Banks with soaring NPLs are concentrated across several provinces, namely Guizhou, Shandong, Henan, Jilin and Liaoning.
"The proportion of rural commercial banks facing surges in nonperforming loans is small," Zeng said. "And the surges were linked with individual factors, including poor management and local economies' facing the pressure of structural adjustment."
Zeng emphasized the rise in NPLs is due to risks of the past and shows little new worry. Recent tightening of regulations has uncovered past risks that were hitherto hidden, he said.
For instance, in accordance with the regulator's requirement, Guiyang Rural Commercial Bank included most of its loans overdue for more than 90 days under NPLs last year, raising its NPL ratio by 15.41 percentage points, said a report from China Chengxin International Credit Rating Co Ltd.
As for risks of the whole rural commercial banking sector, official data showed the NPL ratio moderately rose by 0.1 percentage point to 3.26 percent in the first quarter. The increase was mainly due to the NPL ratio surges at a handful of banks, while credit risk of the whole sector has leveled out and is under control, Zeng said.

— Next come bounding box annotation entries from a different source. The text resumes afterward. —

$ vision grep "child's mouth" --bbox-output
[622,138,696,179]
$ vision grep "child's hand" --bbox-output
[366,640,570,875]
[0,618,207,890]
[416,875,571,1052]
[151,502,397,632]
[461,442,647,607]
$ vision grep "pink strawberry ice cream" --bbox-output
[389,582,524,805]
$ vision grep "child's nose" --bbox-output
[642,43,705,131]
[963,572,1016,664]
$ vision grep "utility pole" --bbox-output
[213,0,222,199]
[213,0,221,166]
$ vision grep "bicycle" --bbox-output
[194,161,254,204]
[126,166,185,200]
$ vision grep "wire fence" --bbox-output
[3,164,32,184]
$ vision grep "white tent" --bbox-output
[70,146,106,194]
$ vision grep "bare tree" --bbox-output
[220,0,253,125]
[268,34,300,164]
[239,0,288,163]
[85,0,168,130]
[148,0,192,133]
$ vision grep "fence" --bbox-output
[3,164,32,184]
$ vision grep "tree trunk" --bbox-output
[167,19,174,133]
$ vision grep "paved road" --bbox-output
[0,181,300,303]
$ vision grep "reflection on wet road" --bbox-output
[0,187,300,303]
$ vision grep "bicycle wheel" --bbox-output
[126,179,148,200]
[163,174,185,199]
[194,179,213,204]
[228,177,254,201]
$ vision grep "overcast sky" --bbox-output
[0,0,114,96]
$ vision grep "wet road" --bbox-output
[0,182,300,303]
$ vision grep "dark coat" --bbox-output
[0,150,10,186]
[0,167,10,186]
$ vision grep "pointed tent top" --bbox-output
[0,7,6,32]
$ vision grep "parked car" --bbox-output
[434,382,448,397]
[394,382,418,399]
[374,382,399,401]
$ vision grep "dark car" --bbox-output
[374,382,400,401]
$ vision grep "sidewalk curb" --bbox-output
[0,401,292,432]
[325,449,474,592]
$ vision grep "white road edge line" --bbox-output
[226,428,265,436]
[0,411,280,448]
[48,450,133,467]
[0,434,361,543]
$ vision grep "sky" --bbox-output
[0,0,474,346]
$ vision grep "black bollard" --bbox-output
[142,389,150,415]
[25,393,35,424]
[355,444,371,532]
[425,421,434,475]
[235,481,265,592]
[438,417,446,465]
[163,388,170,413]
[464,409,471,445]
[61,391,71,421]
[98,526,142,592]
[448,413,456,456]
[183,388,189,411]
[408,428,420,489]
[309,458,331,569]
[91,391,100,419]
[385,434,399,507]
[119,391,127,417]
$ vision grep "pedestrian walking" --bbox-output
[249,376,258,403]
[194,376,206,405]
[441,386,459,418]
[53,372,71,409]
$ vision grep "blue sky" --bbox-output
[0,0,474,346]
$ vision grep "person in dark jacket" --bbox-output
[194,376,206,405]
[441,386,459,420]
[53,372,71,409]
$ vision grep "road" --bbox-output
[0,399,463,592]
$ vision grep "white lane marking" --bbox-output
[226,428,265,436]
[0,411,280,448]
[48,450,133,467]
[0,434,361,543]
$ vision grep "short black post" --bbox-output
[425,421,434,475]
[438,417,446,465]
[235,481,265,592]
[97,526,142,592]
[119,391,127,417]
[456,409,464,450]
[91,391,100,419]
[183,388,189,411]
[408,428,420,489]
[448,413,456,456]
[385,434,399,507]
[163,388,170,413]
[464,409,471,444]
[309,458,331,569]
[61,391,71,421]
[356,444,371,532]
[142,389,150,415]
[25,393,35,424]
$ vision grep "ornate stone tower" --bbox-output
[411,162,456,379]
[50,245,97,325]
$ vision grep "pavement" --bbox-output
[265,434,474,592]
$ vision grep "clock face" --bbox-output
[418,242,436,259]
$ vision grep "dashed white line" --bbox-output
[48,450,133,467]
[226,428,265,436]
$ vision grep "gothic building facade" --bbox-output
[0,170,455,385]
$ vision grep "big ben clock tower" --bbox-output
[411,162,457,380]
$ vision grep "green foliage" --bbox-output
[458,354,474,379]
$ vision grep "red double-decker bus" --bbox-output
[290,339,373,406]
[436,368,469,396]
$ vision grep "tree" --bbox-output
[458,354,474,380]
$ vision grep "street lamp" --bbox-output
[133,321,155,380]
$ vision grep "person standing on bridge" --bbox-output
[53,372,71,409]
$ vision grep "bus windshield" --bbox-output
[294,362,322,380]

"The performance of rural commercial banks is improving," Zeng said. "Relatively steady sources of savings and abundant liquidity, as well as increased interest margins, will help most rural commercial banks achieve profit growth this year."
On Friday, data from Wind showed the PE ratio of mainland-listed rural commercial banks was 11.4, higher than the banking sector's 6.5, showing investors' confidence in them.
Zhang Xingrong, managing director at Bank of China's Institute of International Finance, said: "There is still room for rural commercial banks to deal with increases in nonperforming loans."
His view was based on the average provision coverage ratio and capital adequacy ratio in the first quarter. The two indicators measure a bank's capacity for resolving bad loans.
But he also said efforts to deal with rural commercial banks' NPLs should speed up, considering these banks' weak corporate governance and possible fluctuations in regional economic growth.
Agreed Zeng. He said regulators should "keep a close watch and, if needed, take measures like liquidity support to stop the risk from spreading".
More rural commercial banks might see their NPLs rise as economic adjustments continue, he said.